Wir stechen in See

Das Schöne an einem durch einen Urlaub nur halbherzig verfolgten sportlichen Großereignis ist, dass der Misserfolg der persönlich und emotional favorisierten Equipe schnell in den Hintergrund gedrängt wird. Anstatt den Tag Trübsal zu blasen, über den Fußballgott zu schimpfen und die Unfähigkeit aller Beteiligten konstatierend zu verbringen, genossen wir den reichlich gedeckten Frühstückstisch in Kombination mit den herrlich leckeren französischen Backwaren. Danach stellten wir unser Sonnensegel auf und richteten uns so langsam für die kommenden knapp zwei Wochen ein.

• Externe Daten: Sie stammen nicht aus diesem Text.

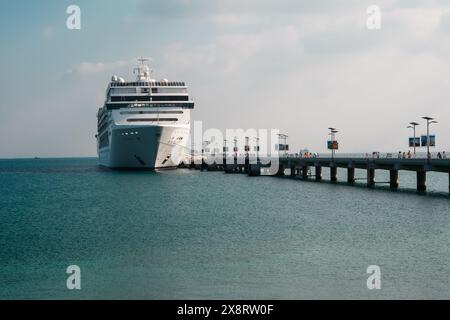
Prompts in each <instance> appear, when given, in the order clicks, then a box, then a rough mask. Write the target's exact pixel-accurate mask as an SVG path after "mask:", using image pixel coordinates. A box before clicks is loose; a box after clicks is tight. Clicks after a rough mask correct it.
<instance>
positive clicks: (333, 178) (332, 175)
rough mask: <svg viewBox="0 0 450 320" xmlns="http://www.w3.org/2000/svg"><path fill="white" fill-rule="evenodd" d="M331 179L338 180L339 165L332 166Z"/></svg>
mask: <svg viewBox="0 0 450 320" xmlns="http://www.w3.org/2000/svg"><path fill="white" fill-rule="evenodd" d="M330 180H331V182H336V181H337V167H330Z"/></svg>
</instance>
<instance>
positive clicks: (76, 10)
mask: <svg viewBox="0 0 450 320" xmlns="http://www.w3.org/2000/svg"><path fill="white" fill-rule="evenodd" d="M66 13H67V14H68V15H69V16H68V17H67V20H66V27H67V29H69V30H80V29H81V9H80V7H79V6H77V5H75V4H72V5H70V6H68V7H67V9H66Z"/></svg>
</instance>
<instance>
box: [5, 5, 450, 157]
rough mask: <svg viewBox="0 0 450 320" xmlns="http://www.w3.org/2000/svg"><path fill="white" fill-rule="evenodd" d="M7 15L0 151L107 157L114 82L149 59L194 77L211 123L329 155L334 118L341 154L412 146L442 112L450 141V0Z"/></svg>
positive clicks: (198, 104) (213, 7)
mask: <svg viewBox="0 0 450 320" xmlns="http://www.w3.org/2000/svg"><path fill="white" fill-rule="evenodd" d="M72 4H75V5H78V6H79V7H80V9H81V29H80V30H69V29H68V28H67V27H66V20H67V18H68V16H69V15H68V14H67V13H66V9H67V7H68V6H69V5H72ZM369 5H377V6H378V7H379V8H380V10H381V28H380V29H379V30H369V29H368V28H367V26H366V21H367V18H368V15H367V12H366V10H367V7H368V6H369ZM0 16H1V19H0V38H1V40H2V46H1V50H0V66H1V71H2V75H1V77H0V85H1V87H0V88H1V100H0V115H1V116H0V158H15V157H34V156H40V157H71V156H96V140H95V137H94V136H95V133H96V113H97V110H98V108H99V107H101V106H102V104H103V102H104V96H105V90H106V86H107V84H108V81H109V80H110V78H111V76H112V75H113V74H117V75H119V76H123V77H125V78H128V79H132V74H131V71H132V68H133V65H134V64H135V59H136V58H137V57H139V56H144V57H151V58H152V62H151V65H152V68H153V69H154V77H155V78H157V79H162V78H167V79H169V80H173V81H185V82H187V83H188V85H189V86H190V89H189V90H190V93H191V96H192V98H193V99H194V100H195V103H196V106H195V110H194V111H193V114H192V118H193V119H192V120H197V121H198V120H201V121H203V128H204V129H207V128H218V129H221V130H225V129H226V128H229V129H237V128H242V129H250V128H254V129H279V130H280V131H281V132H282V133H285V134H288V135H289V138H288V142H289V144H290V149H291V150H292V151H295V150H299V149H300V148H305V147H307V148H309V149H310V150H311V151H314V152H325V151H326V140H327V133H328V127H330V126H332V127H335V128H337V129H338V130H339V133H338V135H337V137H338V140H339V142H340V152H343V153H351V152H372V151H380V152H398V151H400V150H402V151H406V150H408V145H407V143H408V137H409V136H410V135H411V134H412V132H411V130H410V129H407V128H406V127H407V125H408V123H409V122H411V121H417V122H420V123H421V125H420V126H419V127H418V130H417V134H418V135H420V134H423V133H425V132H426V126H425V125H424V121H423V120H422V119H421V117H422V116H432V117H435V118H436V119H437V120H438V121H439V123H438V124H435V125H433V126H432V133H433V134H436V142H437V148H436V151H437V150H450V108H449V102H450V77H449V75H448V74H449V72H450V59H449V56H450V0H446V1H443V0H423V1H422V0H370V1H366V0H345V1H344V0H329V1H325V0H315V1H311V0H308V1H305V0H273V1H272V0H270V1H268V0H164V1H162V0H161V1H156V0H148V1H144V0H127V1H116V0H71V1H64V0H58V1H57V0H53V1H50V0H41V1H29V0H14V1H12V0H0Z"/></svg>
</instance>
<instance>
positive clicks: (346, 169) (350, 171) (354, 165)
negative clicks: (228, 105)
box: [183, 156, 450, 192]
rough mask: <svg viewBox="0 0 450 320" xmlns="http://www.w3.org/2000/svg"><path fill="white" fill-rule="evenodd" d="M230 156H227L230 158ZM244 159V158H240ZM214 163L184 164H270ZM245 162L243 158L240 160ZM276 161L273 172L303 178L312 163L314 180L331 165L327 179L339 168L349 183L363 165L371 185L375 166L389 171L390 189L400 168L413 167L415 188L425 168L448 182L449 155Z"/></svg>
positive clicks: (232, 164) (419, 183)
mask: <svg viewBox="0 0 450 320" xmlns="http://www.w3.org/2000/svg"><path fill="white" fill-rule="evenodd" d="M229 160H230V159H229ZM242 160H243V159H242ZM228 162H229V163H226V164H221V163H213V164H206V163H205V162H204V161H202V162H201V163H198V164H196V163H194V162H193V161H192V160H191V163H190V164H187V165H184V166H183V167H189V168H193V169H197V170H202V169H203V170H205V167H206V170H208V171H220V170H224V171H225V172H226V173H241V172H244V171H245V172H246V173H247V174H248V175H250V176H257V175H261V170H262V169H264V168H268V167H269V166H270V165H267V164H266V165H262V164H261V163H258V164H250V163H248V162H247V163H246V164H244V163H243V164H238V163H237V159H236V157H235V158H234V163H232V161H228ZM243 162H244V161H243ZM277 162H278V163H279V166H278V170H277V172H276V174H275V175H278V176H283V175H285V173H284V171H285V168H290V169H291V176H294V177H295V176H298V175H300V176H301V178H302V179H307V178H308V170H309V168H311V167H314V168H315V180H316V181H321V180H322V168H323V167H325V168H330V180H331V182H336V181H337V180H338V176H337V170H338V168H342V169H346V170H347V182H348V183H349V184H352V183H354V182H355V180H356V179H355V170H356V169H363V170H366V171H367V185H368V186H369V187H373V186H374V185H375V172H376V170H388V171H389V185H390V187H391V188H393V189H397V188H399V171H400V170H405V171H414V172H416V175H417V190H418V191H420V192H423V191H426V190H427V186H426V182H427V172H443V173H446V174H447V175H448V186H449V189H448V190H449V192H450V159H398V158H369V159H368V158H318V157H316V158H314V157H313V158H302V157H292V156H289V157H282V158H279V159H277Z"/></svg>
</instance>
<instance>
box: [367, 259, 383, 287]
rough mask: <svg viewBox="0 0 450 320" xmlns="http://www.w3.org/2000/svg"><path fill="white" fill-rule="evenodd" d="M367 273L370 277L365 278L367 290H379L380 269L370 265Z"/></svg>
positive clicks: (375, 266) (379, 267) (379, 279)
mask: <svg viewBox="0 0 450 320" xmlns="http://www.w3.org/2000/svg"><path fill="white" fill-rule="evenodd" d="M367 273H368V274H370V276H369V277H368V278H367V289H369V290H373V289H378V290H379V289H381V269H380V267H379V266H377V265H370V266H368V267H367Z"/></svg>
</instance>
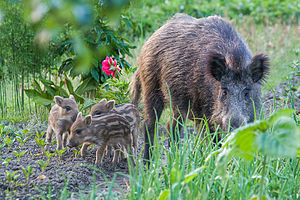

Der Vorteil an der Tatsache, dass sich Gerd schon zwei Tage vor uns vor Ort einrichten konnte, ist unbesehen der, dass das Boot schon klar gemacht werden konnte und eine erste Einführungsrunde schon die Fahrtauglichkeit im neuen Gewässer unter Beweis stellte. So stand einem ersten Ausflug in der größeren Gruppe nichts im Wege.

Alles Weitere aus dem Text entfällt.